The municipal election held on 26 March 2006 yielded the following results:

| Parties and voter communities |  | % 2006 | Seats 2006 | % 2001 | Seats 2001 |
| SPD | Social Democratic Party of Germany | 67.7 | 21 | 63.5 | 20 |
| BWG | Breuberger Wähler Gemeinschaft | 32.3 | 10 | 36.5 | 11 |
| Total |  | 100.0 | 31 | 100.0 | 31 |
| Voter turnout in % |  | 50.0 |  | 58.1 |  |

=== Town council ===
The chief councillor (Stadtverordnetenvorsteherin) is Cornelia Fürpahs-Zipp (SPD).

The town council consists of nine members: the mayor and eight town councillors (5 SPD and 3 BWG).

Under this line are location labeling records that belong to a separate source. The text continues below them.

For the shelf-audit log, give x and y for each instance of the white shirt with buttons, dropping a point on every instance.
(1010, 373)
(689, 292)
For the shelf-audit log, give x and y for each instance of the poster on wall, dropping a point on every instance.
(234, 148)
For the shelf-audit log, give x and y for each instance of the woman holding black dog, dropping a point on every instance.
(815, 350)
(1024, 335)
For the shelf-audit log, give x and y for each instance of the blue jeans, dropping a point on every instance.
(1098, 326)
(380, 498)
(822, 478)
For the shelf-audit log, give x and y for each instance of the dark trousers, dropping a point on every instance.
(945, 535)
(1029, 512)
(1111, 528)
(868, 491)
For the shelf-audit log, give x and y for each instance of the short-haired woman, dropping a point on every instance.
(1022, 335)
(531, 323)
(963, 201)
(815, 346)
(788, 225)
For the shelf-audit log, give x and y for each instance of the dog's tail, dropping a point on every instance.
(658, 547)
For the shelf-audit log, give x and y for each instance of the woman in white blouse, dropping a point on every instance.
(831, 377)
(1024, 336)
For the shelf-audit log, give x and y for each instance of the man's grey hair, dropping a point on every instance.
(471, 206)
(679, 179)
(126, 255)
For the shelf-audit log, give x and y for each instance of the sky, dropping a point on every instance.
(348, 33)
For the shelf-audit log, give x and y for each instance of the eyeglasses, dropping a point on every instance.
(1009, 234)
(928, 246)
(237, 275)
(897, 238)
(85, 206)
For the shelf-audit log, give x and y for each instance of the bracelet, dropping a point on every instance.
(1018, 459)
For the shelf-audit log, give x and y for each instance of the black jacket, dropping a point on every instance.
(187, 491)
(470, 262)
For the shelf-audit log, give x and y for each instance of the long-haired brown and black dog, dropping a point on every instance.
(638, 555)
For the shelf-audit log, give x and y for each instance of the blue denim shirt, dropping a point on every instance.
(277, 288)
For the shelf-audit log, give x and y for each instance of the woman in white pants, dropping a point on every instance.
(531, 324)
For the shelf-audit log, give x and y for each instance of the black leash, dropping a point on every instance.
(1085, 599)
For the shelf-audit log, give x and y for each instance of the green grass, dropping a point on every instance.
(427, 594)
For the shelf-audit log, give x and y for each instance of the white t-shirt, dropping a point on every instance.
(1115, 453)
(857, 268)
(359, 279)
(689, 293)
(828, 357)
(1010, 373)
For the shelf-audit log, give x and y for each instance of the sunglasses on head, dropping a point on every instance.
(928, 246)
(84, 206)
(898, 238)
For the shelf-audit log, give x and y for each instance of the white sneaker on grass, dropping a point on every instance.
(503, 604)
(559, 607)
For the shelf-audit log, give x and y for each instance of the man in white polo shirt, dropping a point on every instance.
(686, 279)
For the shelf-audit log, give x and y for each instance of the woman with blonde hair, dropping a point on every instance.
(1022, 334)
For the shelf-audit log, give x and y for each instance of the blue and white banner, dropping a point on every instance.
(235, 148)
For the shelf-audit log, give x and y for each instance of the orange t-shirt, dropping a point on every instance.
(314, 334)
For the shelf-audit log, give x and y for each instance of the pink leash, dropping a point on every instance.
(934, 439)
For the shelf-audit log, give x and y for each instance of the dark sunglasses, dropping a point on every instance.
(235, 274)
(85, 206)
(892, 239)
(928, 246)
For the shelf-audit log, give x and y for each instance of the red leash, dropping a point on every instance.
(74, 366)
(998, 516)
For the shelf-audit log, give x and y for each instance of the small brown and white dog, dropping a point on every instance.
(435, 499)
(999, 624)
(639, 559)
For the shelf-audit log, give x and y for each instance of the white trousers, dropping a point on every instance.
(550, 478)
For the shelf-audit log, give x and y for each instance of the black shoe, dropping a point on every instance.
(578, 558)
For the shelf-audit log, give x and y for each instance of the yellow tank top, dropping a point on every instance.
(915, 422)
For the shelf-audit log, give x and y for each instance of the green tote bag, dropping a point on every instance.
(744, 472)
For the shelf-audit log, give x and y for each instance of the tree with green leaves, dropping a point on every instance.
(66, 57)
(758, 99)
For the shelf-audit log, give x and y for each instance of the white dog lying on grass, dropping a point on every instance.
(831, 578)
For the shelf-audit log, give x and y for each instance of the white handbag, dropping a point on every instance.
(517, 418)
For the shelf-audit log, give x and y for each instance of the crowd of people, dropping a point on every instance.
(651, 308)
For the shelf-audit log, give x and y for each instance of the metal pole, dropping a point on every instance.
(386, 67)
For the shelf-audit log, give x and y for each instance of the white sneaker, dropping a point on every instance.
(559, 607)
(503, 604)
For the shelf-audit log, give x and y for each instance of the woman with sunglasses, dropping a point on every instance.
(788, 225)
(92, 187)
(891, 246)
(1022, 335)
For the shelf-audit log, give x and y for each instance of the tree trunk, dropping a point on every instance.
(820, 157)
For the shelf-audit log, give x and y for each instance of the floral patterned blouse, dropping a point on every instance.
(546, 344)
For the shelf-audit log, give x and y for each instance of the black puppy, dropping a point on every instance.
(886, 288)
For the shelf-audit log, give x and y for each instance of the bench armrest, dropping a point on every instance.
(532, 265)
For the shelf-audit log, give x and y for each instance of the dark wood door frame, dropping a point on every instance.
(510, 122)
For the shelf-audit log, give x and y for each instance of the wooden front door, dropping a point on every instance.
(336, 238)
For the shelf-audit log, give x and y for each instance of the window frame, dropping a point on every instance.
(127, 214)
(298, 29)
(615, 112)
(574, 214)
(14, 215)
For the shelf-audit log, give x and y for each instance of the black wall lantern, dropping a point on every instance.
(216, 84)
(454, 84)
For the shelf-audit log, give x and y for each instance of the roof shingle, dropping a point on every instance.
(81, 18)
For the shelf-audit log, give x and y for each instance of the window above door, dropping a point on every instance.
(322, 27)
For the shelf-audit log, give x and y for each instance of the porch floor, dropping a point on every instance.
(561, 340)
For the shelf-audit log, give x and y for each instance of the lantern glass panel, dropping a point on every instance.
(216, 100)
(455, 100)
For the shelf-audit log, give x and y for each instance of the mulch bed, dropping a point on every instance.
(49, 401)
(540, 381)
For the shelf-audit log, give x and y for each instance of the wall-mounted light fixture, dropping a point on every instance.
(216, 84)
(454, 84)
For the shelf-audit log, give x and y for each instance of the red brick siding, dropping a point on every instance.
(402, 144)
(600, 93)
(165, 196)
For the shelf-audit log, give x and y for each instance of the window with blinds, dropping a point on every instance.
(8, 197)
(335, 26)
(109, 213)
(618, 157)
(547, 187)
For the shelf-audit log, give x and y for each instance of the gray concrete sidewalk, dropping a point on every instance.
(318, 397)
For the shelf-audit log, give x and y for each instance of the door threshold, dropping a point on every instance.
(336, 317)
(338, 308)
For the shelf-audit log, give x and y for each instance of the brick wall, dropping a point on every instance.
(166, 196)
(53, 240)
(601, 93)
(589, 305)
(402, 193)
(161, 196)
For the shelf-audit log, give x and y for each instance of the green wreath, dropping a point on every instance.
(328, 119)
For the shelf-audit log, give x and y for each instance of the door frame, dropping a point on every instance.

The council has formed four boards and one commission:
- Main and Financial Board (8 members – 5 SPD and 3 BWG)
- Building and Transport Board (8 members – 5 SPD and 3 BWG)
- Environment and Agriculture Board (8 members – 5 SPD and 3 BWG)
- Board for Social Matters and Clubs (8 members – 5 SPD and 3 BWG)
- Culture Commission (put together from factional representatives, town council, citizens and the administration)

At the Bundestag elections in 2005, Breuberg had the strongest showing for the SPD in constituency 188 (Odenwald).

=== Coat of arms ===
The escutcheon is parted by an upright silver sword with a golden grip. On the dexter side (armsbearer's right, viewer's left) in blue is a silver heraldic rose with a golden centre, and on the sinister side (armsbearer's left, viewer's right) in red is a silver six-pointed star.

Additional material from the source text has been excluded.